La literatura de ciencia-ficción ha sido considerada siempre como de segunda clase, aunque ha dado origen a extraordinarias obras como Crónicas Marcianas. Nace, entre otras razones, de ese interés –o más bien necesidad- del hombre que quiere conocer si existen seres iguales a nosotros en algún lugar del enorme universo.
Los intelectuales de hoy en día son cada vez más escépticos de las razones que podrían llevar a ratificar la presencia de Dios. Sin embargo no es difícil encontrar a personas que, aplicando una lógica implacable para demostrar la inexistencia de cualquier Ser Supremo, se sujetan a la vez a rituales tradicionales por la “irrefutable” validez de lo ancestral. Y que están convencidos que nos visitan platillos voladores.
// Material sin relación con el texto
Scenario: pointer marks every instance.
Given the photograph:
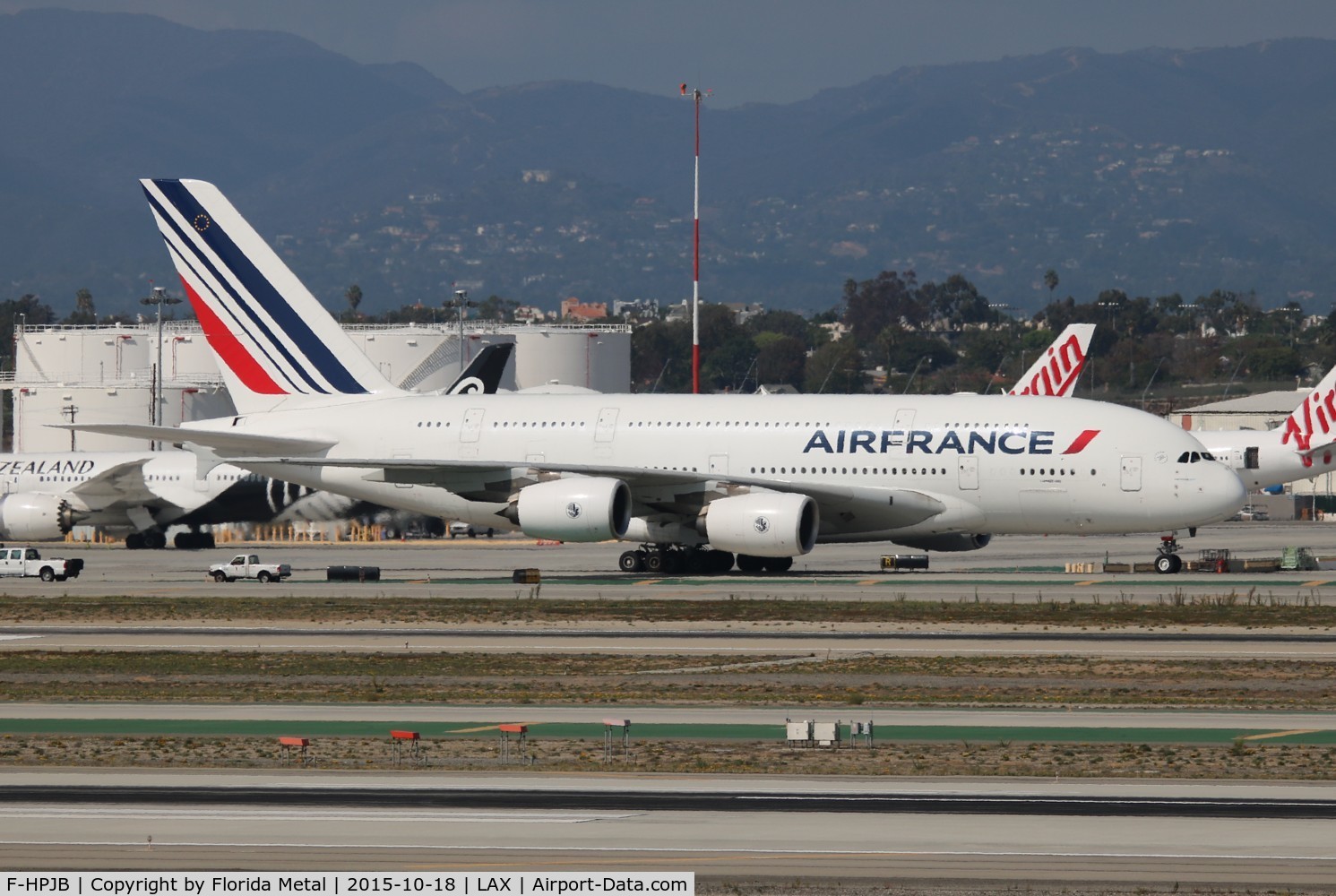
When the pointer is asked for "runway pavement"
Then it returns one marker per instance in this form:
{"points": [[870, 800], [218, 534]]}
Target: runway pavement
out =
{"points": [[961, 844], [1012, 568], [811, 846]]}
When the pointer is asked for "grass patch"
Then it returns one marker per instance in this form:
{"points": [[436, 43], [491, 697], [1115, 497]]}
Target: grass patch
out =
{"points": [[1251, 609], [664, 680]]}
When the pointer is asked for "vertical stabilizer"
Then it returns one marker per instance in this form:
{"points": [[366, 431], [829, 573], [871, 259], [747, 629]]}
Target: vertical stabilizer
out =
{"points": [[1057, 370], [275, 343], [1311, 427]]}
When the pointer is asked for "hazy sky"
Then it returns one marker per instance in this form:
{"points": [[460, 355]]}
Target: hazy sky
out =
{"points": [[746, 49]]}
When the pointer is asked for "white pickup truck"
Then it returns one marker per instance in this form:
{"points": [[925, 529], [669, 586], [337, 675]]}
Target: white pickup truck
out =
{"points": [[249, 566], [27, 561]]}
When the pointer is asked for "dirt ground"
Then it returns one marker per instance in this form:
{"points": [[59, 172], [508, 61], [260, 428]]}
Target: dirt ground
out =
{"points": [[1271, 762]]}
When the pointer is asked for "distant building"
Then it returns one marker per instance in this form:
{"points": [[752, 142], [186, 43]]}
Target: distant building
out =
{"points": [[743, 311], [579, 310], [639, 309], [530, 314]]}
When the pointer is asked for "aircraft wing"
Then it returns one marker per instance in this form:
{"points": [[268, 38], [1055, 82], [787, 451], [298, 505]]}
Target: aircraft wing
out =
{"points": [[222, 441], [122, 484], [855, 508]]}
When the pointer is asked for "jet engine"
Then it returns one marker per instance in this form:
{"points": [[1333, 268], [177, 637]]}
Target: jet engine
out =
{"points": [[574, 509], [35, 517], [955, 542], [762, 523]]}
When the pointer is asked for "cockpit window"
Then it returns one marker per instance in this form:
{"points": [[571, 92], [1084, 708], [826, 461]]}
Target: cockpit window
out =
{"points": [[1194, 457]]}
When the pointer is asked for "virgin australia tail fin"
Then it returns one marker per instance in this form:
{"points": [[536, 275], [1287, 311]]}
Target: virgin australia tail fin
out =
{"points": [[1056, 372], [275, 343], [1311, 427]]}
“Existen dos posibilidades: que estemos solos en el Universo, o que estemos acompañados. Ambas posibilidades son igualmente aterradoras”: la frase de Arthur Clarke ha puesto a pensar a más de uno.
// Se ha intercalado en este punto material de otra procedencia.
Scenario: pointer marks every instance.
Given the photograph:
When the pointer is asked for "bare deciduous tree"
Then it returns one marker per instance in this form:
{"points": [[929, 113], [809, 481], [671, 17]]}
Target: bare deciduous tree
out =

El “otro”, en este caso, no será ni el vecino que consideramos raro, ni la chica que quiere estudiar veterinaria, ni el ciudadano al que no le gusta el fútbol; más allá de eso, no tendrá que ver con la complejidad del hombre en la tierra que es, a la vez, depredador, constructor, inventor y asesino. La “compañía” de seres en otro lugar de nuestro Universo propone tantas afirmaciones y negaciones que tambalea nuestro sistema de pensamiento racional.
Sin embargo, a la espera de que lleguen los extraterrestres, algunos han expresado que esto no sucederá y dan razones científico-terrestres para sostenerlo. Ya Carl Sagan, con la meridiana claridad que explicaba los problemas más complejos de la astronomía, expresó que una tribu perdida en un valle podría considerar que la forma de vincularse con otros grupos tribales es golpear cada vez más fuerte sus tambores, cuando a algunos kilómetros sobre sus cabezas cruzan las ondas radiales que unen otros pueblos.
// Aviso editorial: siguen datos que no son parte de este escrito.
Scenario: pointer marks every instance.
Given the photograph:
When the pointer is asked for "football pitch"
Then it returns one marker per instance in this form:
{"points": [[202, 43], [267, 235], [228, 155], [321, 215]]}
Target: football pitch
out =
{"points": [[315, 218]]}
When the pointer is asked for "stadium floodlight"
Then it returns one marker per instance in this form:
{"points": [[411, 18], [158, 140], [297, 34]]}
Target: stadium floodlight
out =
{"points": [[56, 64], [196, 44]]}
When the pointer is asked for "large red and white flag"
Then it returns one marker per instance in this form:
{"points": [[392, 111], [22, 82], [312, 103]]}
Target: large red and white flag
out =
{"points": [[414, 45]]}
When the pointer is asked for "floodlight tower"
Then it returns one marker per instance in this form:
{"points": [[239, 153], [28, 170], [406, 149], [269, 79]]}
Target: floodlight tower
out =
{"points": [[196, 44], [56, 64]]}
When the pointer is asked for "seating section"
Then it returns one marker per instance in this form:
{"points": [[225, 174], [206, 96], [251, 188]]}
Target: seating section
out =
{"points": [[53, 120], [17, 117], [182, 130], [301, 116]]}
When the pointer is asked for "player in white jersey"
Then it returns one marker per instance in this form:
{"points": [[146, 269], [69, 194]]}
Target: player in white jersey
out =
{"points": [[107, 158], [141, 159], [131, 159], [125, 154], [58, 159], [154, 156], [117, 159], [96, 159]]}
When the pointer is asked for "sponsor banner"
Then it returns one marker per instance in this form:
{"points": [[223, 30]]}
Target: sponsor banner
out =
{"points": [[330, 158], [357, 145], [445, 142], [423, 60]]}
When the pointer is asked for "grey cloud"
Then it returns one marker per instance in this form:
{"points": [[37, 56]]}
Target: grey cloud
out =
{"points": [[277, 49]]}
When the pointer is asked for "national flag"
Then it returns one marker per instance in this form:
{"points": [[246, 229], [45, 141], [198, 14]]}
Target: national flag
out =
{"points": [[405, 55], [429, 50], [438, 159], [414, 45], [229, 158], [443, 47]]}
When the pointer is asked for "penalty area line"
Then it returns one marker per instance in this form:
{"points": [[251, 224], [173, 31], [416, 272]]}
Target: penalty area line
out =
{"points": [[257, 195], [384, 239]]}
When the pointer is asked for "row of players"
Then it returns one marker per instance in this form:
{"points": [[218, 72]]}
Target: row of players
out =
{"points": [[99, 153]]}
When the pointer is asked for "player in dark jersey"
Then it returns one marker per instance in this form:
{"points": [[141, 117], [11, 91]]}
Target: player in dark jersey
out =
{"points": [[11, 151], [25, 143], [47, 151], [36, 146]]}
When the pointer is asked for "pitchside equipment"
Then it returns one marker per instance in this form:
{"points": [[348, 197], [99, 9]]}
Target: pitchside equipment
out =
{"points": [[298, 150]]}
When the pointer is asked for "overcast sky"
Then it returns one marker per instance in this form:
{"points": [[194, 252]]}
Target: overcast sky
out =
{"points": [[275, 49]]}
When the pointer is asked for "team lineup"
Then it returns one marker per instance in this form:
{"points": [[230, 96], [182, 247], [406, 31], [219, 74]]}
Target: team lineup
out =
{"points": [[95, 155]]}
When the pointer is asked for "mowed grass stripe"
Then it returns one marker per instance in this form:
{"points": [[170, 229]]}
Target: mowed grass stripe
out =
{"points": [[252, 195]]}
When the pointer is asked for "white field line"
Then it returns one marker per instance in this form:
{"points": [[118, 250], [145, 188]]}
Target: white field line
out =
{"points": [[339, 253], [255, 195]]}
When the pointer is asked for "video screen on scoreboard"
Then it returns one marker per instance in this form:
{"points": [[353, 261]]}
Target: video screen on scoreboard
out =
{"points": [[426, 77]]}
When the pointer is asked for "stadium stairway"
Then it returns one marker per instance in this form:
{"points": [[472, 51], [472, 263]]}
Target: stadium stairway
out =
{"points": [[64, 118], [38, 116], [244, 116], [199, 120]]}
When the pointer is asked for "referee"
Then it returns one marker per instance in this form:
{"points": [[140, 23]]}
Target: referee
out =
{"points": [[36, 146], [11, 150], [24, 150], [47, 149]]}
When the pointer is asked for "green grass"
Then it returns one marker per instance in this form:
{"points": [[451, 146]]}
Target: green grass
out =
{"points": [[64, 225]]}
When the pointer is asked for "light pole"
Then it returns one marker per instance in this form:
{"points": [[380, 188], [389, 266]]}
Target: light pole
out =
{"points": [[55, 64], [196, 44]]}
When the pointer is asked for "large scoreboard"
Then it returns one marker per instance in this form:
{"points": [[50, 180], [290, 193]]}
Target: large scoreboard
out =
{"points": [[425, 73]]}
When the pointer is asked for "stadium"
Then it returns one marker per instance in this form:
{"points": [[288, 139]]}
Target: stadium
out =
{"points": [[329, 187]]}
Es, por tanto, pretencioso suponer que seres de mundos diferentes estén dispuestos a usar tambores, solamente para comunicarse con nosotros.
Mientras tanto, recuperamos nuestro valor como raza humana, cuando somos capaces de mostrar cada día un interés por estudiar lo desconocido aunque nunca podamos descifrarlo. El Voyager, que se encuentra ya a varios millones de kilómetros de distancia, lleva una placa grabada en oro que contiene los murmullos de la Tierra (música, imágenes, y hasta los sonidos de una ballena) y es como la botella que se lanza al enorme océano, esperando que alguien la encuentre algún día.